Bacall se reunió dos veces más con su marido (en Senda tenebrosa, 1947, y Huracán de pasiones/Key Largo, 1948), antes de hacer de mujer fatal ante su amigo Kirk Douglas en Young Man With a Horn (1950) y de terciar junto a Marilyn y Betty Grable en la más bien inane Cómo pescar a un millonario (1953). Pero lo que verdaderamente importa en esos años es Palabras al viento, obra maestra absoluta de Douglas Sirk (1956) y Designing Woman, de Vincente Minnelli (1957), filmada mientras Bogart moría de cáncer de garganta. Fue un golpe duro.
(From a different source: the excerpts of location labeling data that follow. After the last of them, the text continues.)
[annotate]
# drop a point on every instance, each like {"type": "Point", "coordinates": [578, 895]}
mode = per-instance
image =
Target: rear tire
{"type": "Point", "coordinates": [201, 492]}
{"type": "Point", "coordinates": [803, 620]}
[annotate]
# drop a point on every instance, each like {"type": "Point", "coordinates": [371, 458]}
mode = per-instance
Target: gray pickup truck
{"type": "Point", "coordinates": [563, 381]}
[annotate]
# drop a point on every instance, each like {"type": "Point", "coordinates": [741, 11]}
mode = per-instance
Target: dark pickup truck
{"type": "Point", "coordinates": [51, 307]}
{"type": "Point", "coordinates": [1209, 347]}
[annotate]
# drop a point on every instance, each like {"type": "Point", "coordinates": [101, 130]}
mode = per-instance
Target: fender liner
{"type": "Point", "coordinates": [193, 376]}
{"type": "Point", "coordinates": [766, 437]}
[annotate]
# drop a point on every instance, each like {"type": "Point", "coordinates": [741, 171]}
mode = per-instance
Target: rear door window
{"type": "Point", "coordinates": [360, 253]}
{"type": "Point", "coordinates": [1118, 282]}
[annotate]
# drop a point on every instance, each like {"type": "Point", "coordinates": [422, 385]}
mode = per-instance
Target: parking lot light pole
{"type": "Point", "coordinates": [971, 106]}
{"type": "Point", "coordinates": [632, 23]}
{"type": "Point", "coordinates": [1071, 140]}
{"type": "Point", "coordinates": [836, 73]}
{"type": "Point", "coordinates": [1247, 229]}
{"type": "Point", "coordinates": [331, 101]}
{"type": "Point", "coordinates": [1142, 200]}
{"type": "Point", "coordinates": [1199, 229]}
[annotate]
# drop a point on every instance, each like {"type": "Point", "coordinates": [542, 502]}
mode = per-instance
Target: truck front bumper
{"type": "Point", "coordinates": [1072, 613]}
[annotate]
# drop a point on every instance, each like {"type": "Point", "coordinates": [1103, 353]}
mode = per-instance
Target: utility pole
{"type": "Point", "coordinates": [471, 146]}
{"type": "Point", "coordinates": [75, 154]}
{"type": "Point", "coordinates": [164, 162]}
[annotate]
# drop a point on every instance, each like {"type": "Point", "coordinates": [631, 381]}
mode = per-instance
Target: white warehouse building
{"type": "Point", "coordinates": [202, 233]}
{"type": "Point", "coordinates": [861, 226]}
Bacall prácticamente desapareció del cine, no volvió a hacer nada interesante y tuvo una vida lo suficientemente larga como para recibir toda clase de homenajes, tanto dentro como fuera de la pantalla. Dentro, en la menor The Fan (1981), donde hacía prácticamente de sí misma y, mucho más tarde, en Dogville, de Lars Von Trier (2004), donde era una más de entre un batallón de protagonistas. Fuera de cámara, con el Oscar honorario que recibió en 2009, a los 85. “Al fin un hombre en mis brazos”, dijo en esa ocasión, con una ironía que ya sesenta años atrás se le dibujaba en esa semisonrisa y esa semimirada.